Wednesday, November 10, 2010

Nobody Knows What's Best for their Own Children

Amanda Ripley:

These days, the theory Hanushek hears most often is what we might call the diversity excuse. When he runs into his neighbors at Palo Alto coffee shops, they lament the condition of public schools overall, but are quick to exempt the schools their own kids attend. “In the litany of excuses, one explanation is always, ‘We’re a very heterogeneous society—all these immigrants are dragging us down. But our kids are doing fine,’” Hanushek says. This latest study was designed, in part, to test the diversity excuse...

As it turned out, even these relatively privileged students do not compete favorably with average students in other well-off countries. On a percentage basis, New York state has fewer high performers among white kids than Poland has among kids overall. In Illinois, the percentage of kids with a college-educated parent who are highly skilled at math is lower than the percentage of such kids among all students in Iceland, France, Estonia, and Sweden.

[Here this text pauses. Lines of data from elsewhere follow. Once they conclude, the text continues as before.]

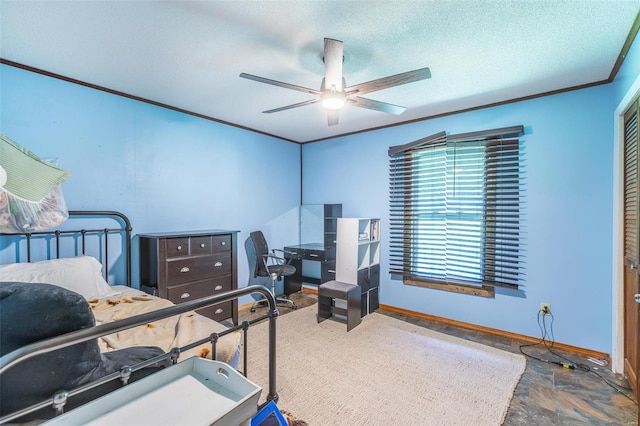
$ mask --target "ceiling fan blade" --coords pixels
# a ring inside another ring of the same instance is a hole
[[[327,110],[327,122],[329,123],[329,126],[337,125],[339,116],[340,116],[340,110],[338,109]]]
[[[342,92],[343,46],[340,40],[324,39],[324,89]]]
[[[269,78],[258,77],[257,75],[247,74],[245,72],[240,74],[240,77],[247,78],[249,80],[258,81],[260,83],[271,84],[272,86],[284,87],[285,89],[297,90],[298,92],[310,93],[312,95],[321,95],[322,92],[309,89],[308,87],[296,86],[295,84],[283,83],[277,80],[271,80]]]
[[[431,71],[429,68],[420,68],[413,71],[390,75],[389,77],[379,78],[377,80],[367,81],[366,83],[356,84],[355,86],[347,87],[345,92],[364,95],[365,93],[376,92],[378,90],[388,89],[389,87],[413,83],[414,81],[426,80],[427,78],[431,78]]]
[[[292,108],[298,108],[298,107],[302,107],[302,106],[306,106],[306,105],[311,105],[311,104],[315,104],[316,102],[319,102],[320,99],[311,99],[310,101],[304,101],[304,102],[298,102],[297,104],[293,104],[293,105],[287,105],[287,106],[283,106],[280,108],[274,108],[274,109],[270,109],[268,111],[262,111],[265,114],[271,114],[272,112],[279,112],[279,111],[286,111],[288,109],[292,109]]]
[[[374,111],[381,111],[395,115],[400,115],[407,109],[403,106],[374,101],[373,99],[361,98],[360,96],[351,96],[348,98],[348,102],[350,105],[360,108],[367,108]]]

Parents in Palo Alto will always insist that their kids are the exception, of course. And researchers cannot compare small cities and towns around the globe—not yet, anyway. But Hanushek thinks the study significantly undercuts the diversity excuse. “People will find it quite shocking,” he says, “that even our most-advantaged students are not all that competitive.”

Using Palo Alto as the focus of this anecdotal argument is not very persuasive, if you give it some thought. If the people Hanushek runs into in Palo Alto, that is, likely people working in Stanford, Silicon Valley tech companies, or somewhere in the orbit of the two, both of whom are far more likely to have frequent interactions with well educated foreigners than the average person, if their judgement isn't sufficient to judge the adequacy of primary and secondary math instruction, even compared to kids in other countries, whose is?

3 comments:

Jenny said...

I wanted to say educators, but nothing in our society suggests that at the moment.

Leroy's Mom said...

Hey Tom, isn't that the same PISA data that Gerald Bracey sliced and diced and found that high end American kids did have composite scores comparable to those in high scoring Scandinavian countries? Perhaps not apples and apples, but I am always suspicious about Hanushek, especially since he seems to have lost all reason on the merits of VAM.

Alice Mercer
http://mizmercer.edublogs.org

Tom Hoffman said...

Well, Google says that Bracey said:

"First, comparing nations on average scores is a pretty silly idea. It's like ranking runners based on average shoe size or evaluating the high school football team on the basis of how fast the average senior can run the 40-yard dash. Not much link to reality. What is likely much more important is how many high performers you have. On both TIMSS math and science, the U. S. has a much higher proportion of "advanced" scorers than the international median although the proportion is much smaller than in Asian nations.

This was not true on PISA, another international comparison that tests 15-year-olds. Only 1.5% of American students scored at the highest level compared to top performing New Zealand at 4% and second place Finland at 3.9%. Yet the proportion of Americans at the highest level meant that 70,000 kids scored there compared to about 2,000 for New Zealand and Sweden. No one else even came close--Japan was second with about 33,000 top performers. These are the people who might end up creating leading edge technology in the future. Who cares if Singapore, with about the same population as the Washington Metro Area, and Hong Kong, with about twice that number, score high? There aren't many people there. (And, as journalist Fareed Zakariya found out, the Singapore kids fade as they become adults. More about that in a moment). The bad news is that the U. S., on PISA anyway, had many more students scoring at the lowest levels; these kids likely can't compete for the good jobs in the country."

Actually the only really dishonest thing about this analysis is acting like it is some kind of novel analysis. It's all pretty self-evident stuff.